King’s Business School have a three year, fully funded PhD studentship (fees and stipend) available to support research concerned with autonomous systems, work and interaction. The studentship is part of a large collaborative project is funded by the UKRI and involves partners from the Department of Informatics Department. Law and the Policy Institute at King’s College London and the Universities of Southampton and Nottingham (UKRI’s Trustworthy Autonomous System Hub).
The successful candidate will be expected to undertake qualitative, in-depth, studies of of organisations that are either using or seeking to use autonomous systems (i.e. artificial intelligence, machine learning or robotics). These studies could be in a range of different settings. Examples could be:
· Examining the deployment and use of artificial intelligence decision making systems for fund management and auditing;
· Understanding the ways in which robots transform interaction and medical practice in surgery;
· Exploring the consequences for using image recognition systems to automatically identify incidents;
· Analysing the interactions between robot tour guides and visitors to museums and galleries;
· Understanding the use of AI assistants in the workplace or chatbot assistants in video-mediated communication;
· Considering the potential for artificial intelligence systems to support the analysis of real-world interactions;
· Developing methods for assessing the trustworthiness of interactions with prototype autonomous systems;
The successful candidate will be part of the Work, Interaction and Technology (WIT) group at King’s College and of the FinWorkFutures Research Centre in King’s Business School. The WIT Group is concerned with social interaction in organisational settings, examining the ways in which tools, technologies and artefacts feature in communication and collaboration. We would be particularly interested in candidates who will undertake naturalistic studies of work and interaction that draw on ethnographic and video-based methods. The activities of FinWorkFutures centre around the future of work in various financial spheres, e.g. cryptocurrency, audit, financial analysis, fund management. The usage of technology and the development of socio-technical systems within financial spheres are of particular interest. These phenomena tend to be interpreted from an economic sociology standpoint.
Depending on the topic and background of the PhD topic there is the possibility for the candidate will be jointly supervised by academics in King’s Business School and another faculty involved in the TAS Hub (Informatics or Law). This will provide a unique opportunity for developing a distinctive approach to the research.
The successful candidate will begin in September 2022.
Trustworthy Autonomous System Hub
The UKRI Trustworthy Autonomous Systems (TAS) Hub is concerned with the industrial and societal benefits of Autonomous Systems.
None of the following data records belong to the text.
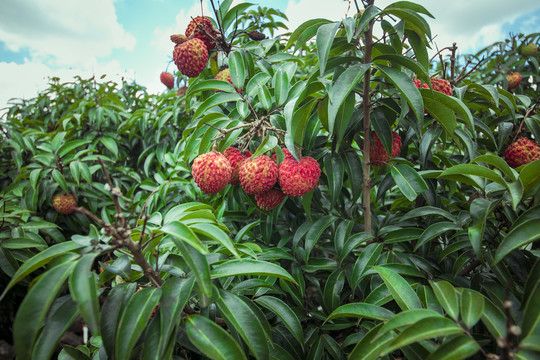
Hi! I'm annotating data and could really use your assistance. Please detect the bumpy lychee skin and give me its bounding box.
[255,189,285,210]
[238,155,278,195]
[191,151,232,194]
[173,38,208,77]
[369,131,401,166]
[223,146,251,185]
[430,78,452,96]
[186,16,217,50]
[506,73,521,90]
[279,156,321,197]
[52,194,77,215]
[504,137,540,168]
[159,72,174,89]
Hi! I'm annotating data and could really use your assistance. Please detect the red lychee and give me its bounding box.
[279,156,321,196]
[52,194,77,215]
[159,72,174,89]
[238,155,278,195]
[255,189,285,210]
[186,16,217,50]
[504,137,540,168]
[223,146,251,185]
[506,72,521,90]
[191,151,232,194]
[173,38,208,77]
[369,131,401,166]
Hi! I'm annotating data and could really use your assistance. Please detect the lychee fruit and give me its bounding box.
[191,151,232,194]
[504,137,540,168]
[279,156,321,196]
[52,194,77,215]
[272,148,294,164]
[369,131,401,166]
[429,78,452,96]
[159,72,174,89]
[238,155,278,195]
[171,34,187,45]
[173,38,208,77]
[506,72,521,90]
[520,43,538,56]
[223,146,251,185]
[255,189,285,210]
[186,16,217,50]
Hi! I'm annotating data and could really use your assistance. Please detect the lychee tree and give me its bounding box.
[0,0,540,359]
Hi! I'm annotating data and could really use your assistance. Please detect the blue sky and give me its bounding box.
[0,0,540,114]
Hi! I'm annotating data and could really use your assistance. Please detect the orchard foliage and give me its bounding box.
[0,0,540,360]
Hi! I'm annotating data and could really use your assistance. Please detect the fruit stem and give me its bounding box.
[362,0,375,233]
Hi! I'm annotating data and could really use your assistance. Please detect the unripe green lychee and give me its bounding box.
[279,156,321,196]
[159,72,174,89]
[369,131,401,166]
[191,151,232,194]
[255,189,285,210]
[186,16,217,50]
[223,146,251,185]
[52,194,77,215]
[504,137,540,168]
[173,38,208,77]
[238,155,278,195]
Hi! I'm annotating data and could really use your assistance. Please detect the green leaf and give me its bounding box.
[321,64,371,136]
[373,266,422,310]
[377,309,443,338]
[493,219,540,265]
[426,335,480,360]
[429,280,459,320]
[274,69,291,106]
[101,283,137,354]
[13,261,75,360]
[381,317,463,356]
[69,253,100,335]
[32,296,79,360]
[212,259,296,284]
[461,289,484,329]
[217,291,270,359]
[316,21,341,76]
[0,241,83,301]
[255,296,304,344]
[375,64,424,121]
[186,79,236,96]
[115,288,161,359]
[161,220,208,254]
[185,315,247,360]
[467,198,493,259]
[519,160,540,192]
[390,164,428,201]
[325,303,395,322]
[229,51,246,89]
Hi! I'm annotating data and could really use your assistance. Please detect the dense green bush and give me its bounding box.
[0,1,540,360]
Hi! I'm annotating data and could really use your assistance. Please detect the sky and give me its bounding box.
[0,0,540,114]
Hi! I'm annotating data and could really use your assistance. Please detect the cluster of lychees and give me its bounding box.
[504,137,540,168]
[191,147,321,210]
[171,16,217,77]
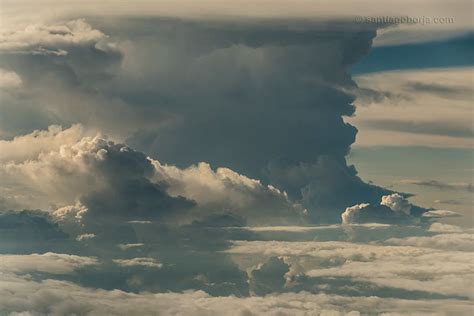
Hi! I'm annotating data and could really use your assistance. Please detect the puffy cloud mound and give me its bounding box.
[380,193,411,215]
[423,210,461,218]
[0,252,99,274]
[0,211,68,253]
[341,193,412,224]
[1,125,305,228]
[0,19,106,56]
[250,257,290,295]
[0,17,389,223]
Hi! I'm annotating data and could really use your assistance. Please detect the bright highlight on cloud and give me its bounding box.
[0,4,474,315]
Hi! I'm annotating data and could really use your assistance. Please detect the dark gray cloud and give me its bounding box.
[406,82,471,99]
[3,18,394,222]
[361,119,474,137]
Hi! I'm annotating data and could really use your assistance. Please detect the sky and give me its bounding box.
[0,0,474,315]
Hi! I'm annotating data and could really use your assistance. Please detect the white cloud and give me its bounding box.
[380,193,411,215]
[0,68,23,88]
[0,252,98,274]
[0,275,472,316]
[0,124,86,162]
[226,234,474,298]
[428,223,463,233]
[0,125,304,225]
[76,234,95,241]
[423,210,461,218]
[0,19,106,56]
[341,203,370,224]
[113,258,163,269]
[117,243,145,250]
[341,193,411,224]
[387,233,474,251]
[152,160,304,225]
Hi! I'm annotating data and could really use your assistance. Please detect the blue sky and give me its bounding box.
[0,0,474,316]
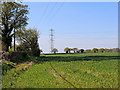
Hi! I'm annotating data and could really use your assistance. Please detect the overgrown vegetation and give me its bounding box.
[2,53,120,88]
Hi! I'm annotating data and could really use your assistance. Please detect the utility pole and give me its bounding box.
[14,21,15,51]
[50,29,54,53]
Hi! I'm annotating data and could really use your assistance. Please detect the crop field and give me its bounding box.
[2,53,120,88]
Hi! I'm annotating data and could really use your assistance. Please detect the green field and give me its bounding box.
[2,53,119,88]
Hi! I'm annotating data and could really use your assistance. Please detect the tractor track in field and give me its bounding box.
[50,62,77,89]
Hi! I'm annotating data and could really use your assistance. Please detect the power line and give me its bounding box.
[40,2,58,25]
[50,29,54,53]
[40,2,50,23]
[44,2,64,24]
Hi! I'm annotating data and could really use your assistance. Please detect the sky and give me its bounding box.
[23,2,118,53]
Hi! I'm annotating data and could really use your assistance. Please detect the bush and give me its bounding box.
[9,51,29,63]
[2,61,16,75]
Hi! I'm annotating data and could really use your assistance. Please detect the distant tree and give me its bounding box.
[52,48,58,54]
[9,45,19,51]
[85,49,91,53]
[98,48,105,53]
[72,48,78,53]
[0,2,28,51]
[64,47,70,53]
[92,48,98,53]
[80,49,84,53]
[16,28,40,56]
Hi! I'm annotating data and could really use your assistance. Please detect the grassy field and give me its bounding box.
[2,53,120,88]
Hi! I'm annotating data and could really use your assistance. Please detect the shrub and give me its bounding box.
[2,61,16,75]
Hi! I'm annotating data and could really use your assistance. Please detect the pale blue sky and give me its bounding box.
[23,2,118,52]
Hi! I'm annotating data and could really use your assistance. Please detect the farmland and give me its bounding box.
[2,52,119,88]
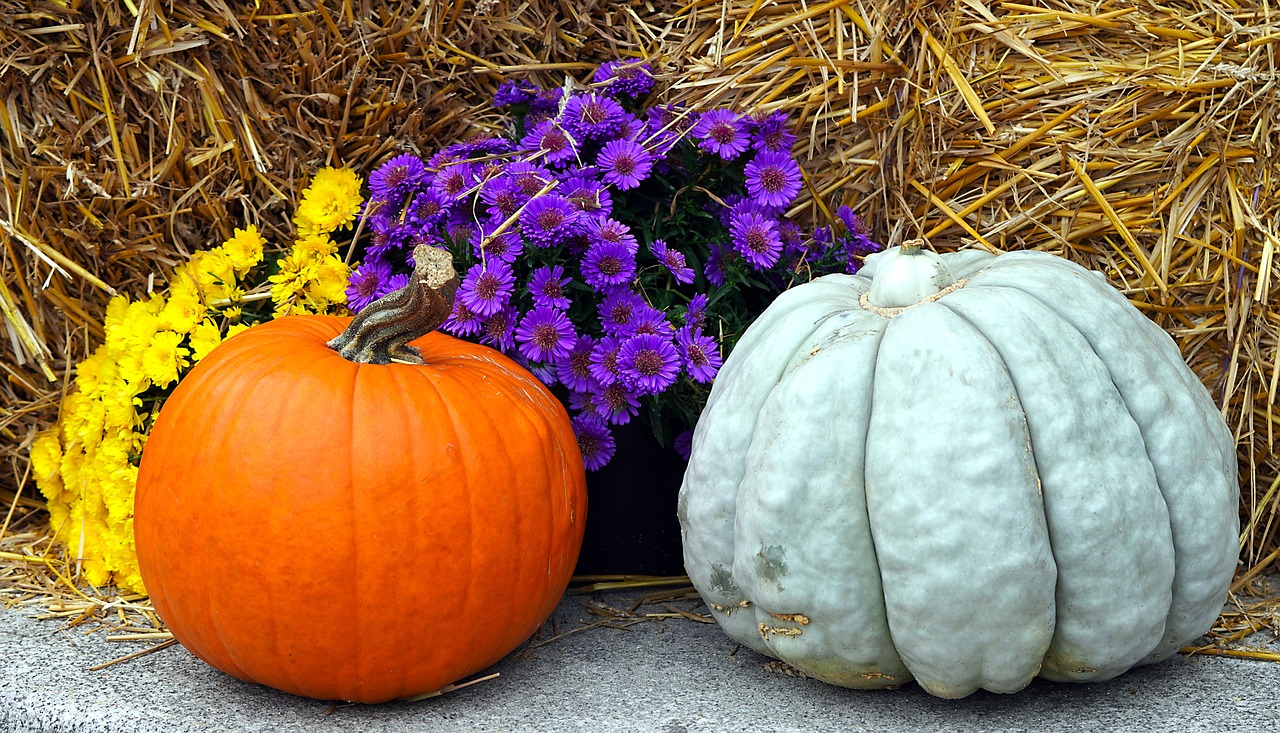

They must be trustworthy by design and default, judged both through objective processes of systematic assurance and certification, and via the more subjective lens of users, industry, and the public. The Hub sits at centre of the Trustworthy Autonomous Systems programme, funded by the UKRI Strategic Priorities Fund. The role of the TAS Hub is to coordinate and work with six research nodes, and act as the “shop window” for the TAS programme nationally and internationally.
The TAS Hub consists of a team from the Universities of Southampton, Nottingham, and King’s College London. The TAS hub will establish a collaborative platform for the UK to deliver world-leading best practices for the design, regulation and operation of ‘socially beneficial’ autonomous systems which are both trustworthy in principle, and trusted in practice by individuals, society and government. The Hub adheres to a set of Guiding Principles that defines its approach to Responsible Research and Innovation and Equality, Diversity, and Inclusion.
Early applications are encouraged. Applicants are strongly advised to contact the supervisor Professor Paul Luff (Paul.Luff@kcl.ac.uk) or Professor Crawford Spence (email@example.com) to discuss their interest.
Formal applications should include a brief (1-2 page) description of your proposed topic of study, mentioning the settings you would be interested in studying and how your research would relate to issues trustworthy autonomous systems.
To be considered for the position candidates must apply via King’s Apply online application system by the 10st of January 2022.
Please indicate the supervisor and quote 'PhD studentship in Trustworthy Autonomous Systems' in your application and all correspondence.